We asked Nikhil Kapur from Gree Ventures and Adrian Li from Convergence Ventures to give a few of their pointers.
Nikhil Kapur, principal at Gree Ventures
As pan-Asian investors, we have the luxury to see various themes play out in different markets and then apply some common patterns in Southeast Asia. If you look at Indonesia, for example, the startup ecosystem there follows the sectors and businesses that do well in India and China.
Regardless of whether a sector has done well in another market or not, we try to focus on big macro markets in the country. We then dig in deeper to understand the sector, find problems existing in the market, and then find solutions targeting these markets. Again, taking Indonesia as an example, it’s a big aquaculture hub with a lot of exports. We already mapped out all the large-scale problems in that sector and are now trying to find companies that will solve these problems.
When picking a sector to tackle, we look for those that are large and highly inefficient, contributes significantly to the development of the country, and hasn’t seen much technology adoption yet. For each geographical market, these sectors differ and, as a result, our sector focus varies for different markets.
Our fundamental belief is that every sector will eventually adopt tech; the only difference is in the business models and the right team to tackle each sector.
Using this methodology in India and Indonesia, we are currently focusing on agritech, healthtech, and logistics.

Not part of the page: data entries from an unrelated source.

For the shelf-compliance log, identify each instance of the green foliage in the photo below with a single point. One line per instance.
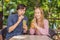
(52, 6)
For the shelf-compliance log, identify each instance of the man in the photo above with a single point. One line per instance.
(15, 22)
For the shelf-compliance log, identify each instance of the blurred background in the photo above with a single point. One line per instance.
(51, 10)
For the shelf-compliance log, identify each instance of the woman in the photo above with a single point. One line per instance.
(39, 24)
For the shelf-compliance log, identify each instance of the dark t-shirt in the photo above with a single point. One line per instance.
(12, 19)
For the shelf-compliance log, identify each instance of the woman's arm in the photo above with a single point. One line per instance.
(45, 30)
(32, 30)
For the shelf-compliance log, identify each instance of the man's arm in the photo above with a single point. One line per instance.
(11, 28)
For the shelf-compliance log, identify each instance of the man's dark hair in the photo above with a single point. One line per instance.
(21, 6)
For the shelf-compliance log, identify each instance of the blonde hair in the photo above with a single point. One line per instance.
(42, 18)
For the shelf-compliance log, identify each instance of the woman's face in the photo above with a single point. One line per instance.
(37, 13)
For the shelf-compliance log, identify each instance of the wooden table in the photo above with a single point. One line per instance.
(30, 37)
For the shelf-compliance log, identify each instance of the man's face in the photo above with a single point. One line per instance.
(21, 11)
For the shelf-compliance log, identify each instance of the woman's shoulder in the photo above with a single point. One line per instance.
(45, 20)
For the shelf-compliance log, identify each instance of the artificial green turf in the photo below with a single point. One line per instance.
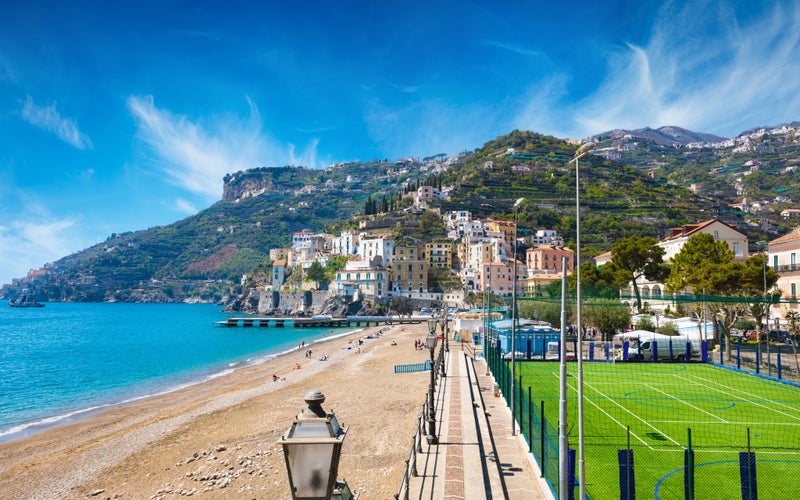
(654, 407)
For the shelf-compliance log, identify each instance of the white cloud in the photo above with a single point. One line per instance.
(438, 126)
(703, 69)
(49, 119)
(196, 155)
(29, 244)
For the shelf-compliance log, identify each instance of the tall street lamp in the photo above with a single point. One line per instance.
(312, 448)
(580, 153)
(431, 417)
(514, 317)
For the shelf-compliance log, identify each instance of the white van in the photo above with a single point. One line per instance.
(643, 342)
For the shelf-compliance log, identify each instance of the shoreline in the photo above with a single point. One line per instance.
(165, 445)
(27, 429)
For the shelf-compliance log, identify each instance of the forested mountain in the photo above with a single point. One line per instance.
(634, 182)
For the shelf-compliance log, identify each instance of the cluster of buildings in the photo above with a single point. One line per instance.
(782, 256)
(478, 254)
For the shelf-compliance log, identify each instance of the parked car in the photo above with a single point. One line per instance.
(778, 336)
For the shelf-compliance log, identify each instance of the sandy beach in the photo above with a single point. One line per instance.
(219, 439)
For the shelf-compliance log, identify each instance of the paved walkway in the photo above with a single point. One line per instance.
(476, 456)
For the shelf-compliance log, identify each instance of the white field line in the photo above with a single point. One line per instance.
(645, 422)
(695, 423)
(733, 389)
(608, 415)
(686, 403)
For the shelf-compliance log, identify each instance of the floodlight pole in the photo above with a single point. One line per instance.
(763, 245)
(580, 153)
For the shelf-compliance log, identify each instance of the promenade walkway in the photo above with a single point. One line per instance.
(476, 457)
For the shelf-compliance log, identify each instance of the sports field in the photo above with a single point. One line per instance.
(651, 408)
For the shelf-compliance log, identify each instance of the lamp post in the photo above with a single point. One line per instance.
(445, 333)
(514, 318)
(487, 318)
(431, 418)
(443, 328)
(312, 448)
(580, 153)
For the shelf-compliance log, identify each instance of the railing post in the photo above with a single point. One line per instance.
(413, 457)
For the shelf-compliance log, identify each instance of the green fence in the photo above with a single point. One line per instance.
(662, 430)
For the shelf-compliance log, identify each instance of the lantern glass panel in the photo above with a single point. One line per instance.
(309, 429)
(310, 468)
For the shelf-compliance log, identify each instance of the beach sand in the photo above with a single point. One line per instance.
(219, 439)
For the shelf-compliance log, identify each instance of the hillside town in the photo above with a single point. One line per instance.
(482, 256)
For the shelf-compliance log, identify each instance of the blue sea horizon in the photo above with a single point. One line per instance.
(65, 361)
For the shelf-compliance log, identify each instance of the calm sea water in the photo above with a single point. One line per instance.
(60, 362)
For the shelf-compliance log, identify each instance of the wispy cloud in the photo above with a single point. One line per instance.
(186, 207)
(702, 67)
(196, 155)
(439, 126)
(30, 241)
(49, 119)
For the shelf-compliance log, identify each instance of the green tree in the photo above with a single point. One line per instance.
(607, 316)
(705, 265)
(548, 311)
(638, 257)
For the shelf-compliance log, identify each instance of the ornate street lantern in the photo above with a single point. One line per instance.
(312, 448)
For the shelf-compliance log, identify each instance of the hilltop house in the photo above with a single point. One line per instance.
(782, 256)
(672, 245)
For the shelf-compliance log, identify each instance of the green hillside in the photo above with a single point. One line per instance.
(640, 189)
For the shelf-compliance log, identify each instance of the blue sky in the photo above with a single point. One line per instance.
(121, 116)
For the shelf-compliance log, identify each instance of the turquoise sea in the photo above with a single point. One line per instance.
(65, 360)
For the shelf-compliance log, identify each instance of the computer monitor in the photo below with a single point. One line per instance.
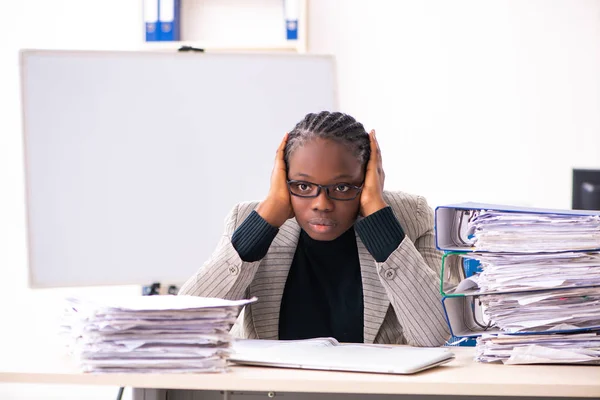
(586, 189)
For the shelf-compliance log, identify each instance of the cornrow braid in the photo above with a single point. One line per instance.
(336, 126)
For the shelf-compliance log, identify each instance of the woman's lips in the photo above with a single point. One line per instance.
(321, 225)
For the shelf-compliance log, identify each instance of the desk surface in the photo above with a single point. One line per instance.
(462, 376)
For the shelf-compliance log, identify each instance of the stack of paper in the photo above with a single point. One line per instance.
(581, 348)
(545, 310)
(522, 272)
(501, 231)
(152, 333)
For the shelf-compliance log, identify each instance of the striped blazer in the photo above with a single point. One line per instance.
(401, 295)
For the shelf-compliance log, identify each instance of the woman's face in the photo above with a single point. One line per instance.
(325, 162)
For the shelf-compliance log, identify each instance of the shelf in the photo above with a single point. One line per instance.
(285, 46)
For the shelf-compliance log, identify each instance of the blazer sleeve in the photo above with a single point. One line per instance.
(225, 274)
(410, 276)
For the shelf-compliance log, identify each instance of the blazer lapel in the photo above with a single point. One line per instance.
(269, 281)
(375, 298)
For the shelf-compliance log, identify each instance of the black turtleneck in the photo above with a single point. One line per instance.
(323, 295)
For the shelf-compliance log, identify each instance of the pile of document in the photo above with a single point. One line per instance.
(151, 333)
(542, 311)
(523, 272)
(577, 348)
(536, 295)
(501, 231)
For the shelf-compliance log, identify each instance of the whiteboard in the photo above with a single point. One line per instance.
(133, 159)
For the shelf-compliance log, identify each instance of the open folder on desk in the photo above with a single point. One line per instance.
(328, 354)
(497, 228)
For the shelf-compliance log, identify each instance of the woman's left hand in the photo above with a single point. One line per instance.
(371, 198)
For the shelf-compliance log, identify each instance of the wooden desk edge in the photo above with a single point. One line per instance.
(230, 383)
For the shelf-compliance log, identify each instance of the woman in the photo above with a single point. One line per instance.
(328, 252)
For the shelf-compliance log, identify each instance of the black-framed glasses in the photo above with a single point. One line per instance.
(336, 191)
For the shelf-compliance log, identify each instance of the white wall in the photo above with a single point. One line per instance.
(475, 100)
(472, 100)
(66, 24)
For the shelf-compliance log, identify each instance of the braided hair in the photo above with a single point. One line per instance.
(335, 126)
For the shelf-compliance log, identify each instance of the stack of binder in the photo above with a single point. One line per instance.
(151, 333)
(529, 281)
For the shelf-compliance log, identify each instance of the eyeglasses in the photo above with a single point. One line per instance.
(336, 191)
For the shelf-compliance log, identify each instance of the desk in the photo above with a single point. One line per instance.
(461, 377)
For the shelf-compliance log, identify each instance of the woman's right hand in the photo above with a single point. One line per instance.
(276, 208)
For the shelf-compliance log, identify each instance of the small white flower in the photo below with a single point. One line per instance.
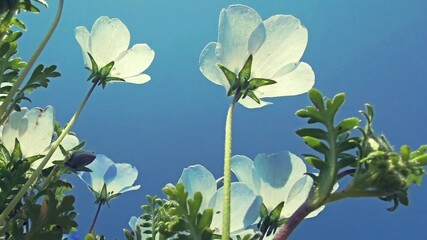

In Singapore, we are focusing on global-scale companies with significant tech advantage that leverages existing corporate networks in the market.
Adrian Li, managing partner at Convergence Ventures
In “catch up” markets such as Indonesia, we look at the proven internet/technology models that have reached critical scale in countries like China and India. We then compare adoption and market readiness factors such as mobile penetration, GDP per capita, and the percentage of digital payment adoption.
We also analyze industry cycles and digital disruption. Industries like traditional media and retail tend to be earlier in the cycle, while education, medicine, and B2B/SaaS-type of propositions tend to be later in the cycle.
Is this even possible to predict? Not precisely. But in terms of sequencing, there are signals and factors to look for. For example, if 4G or broadband has not reached a critical level, then video on demand and live streaming would be necessarily limited due to total possible adoption rates.
In any case, it’s always important to pick the right founders who have the strong experience and market fit in the business they are building. Teams will, therefore, always matter more than market.
Presently, we continue to have a keen interest in fintech, ecommerce/marketplaces, and certain emerging B2B/SaaS plays all with an Indonesia focus.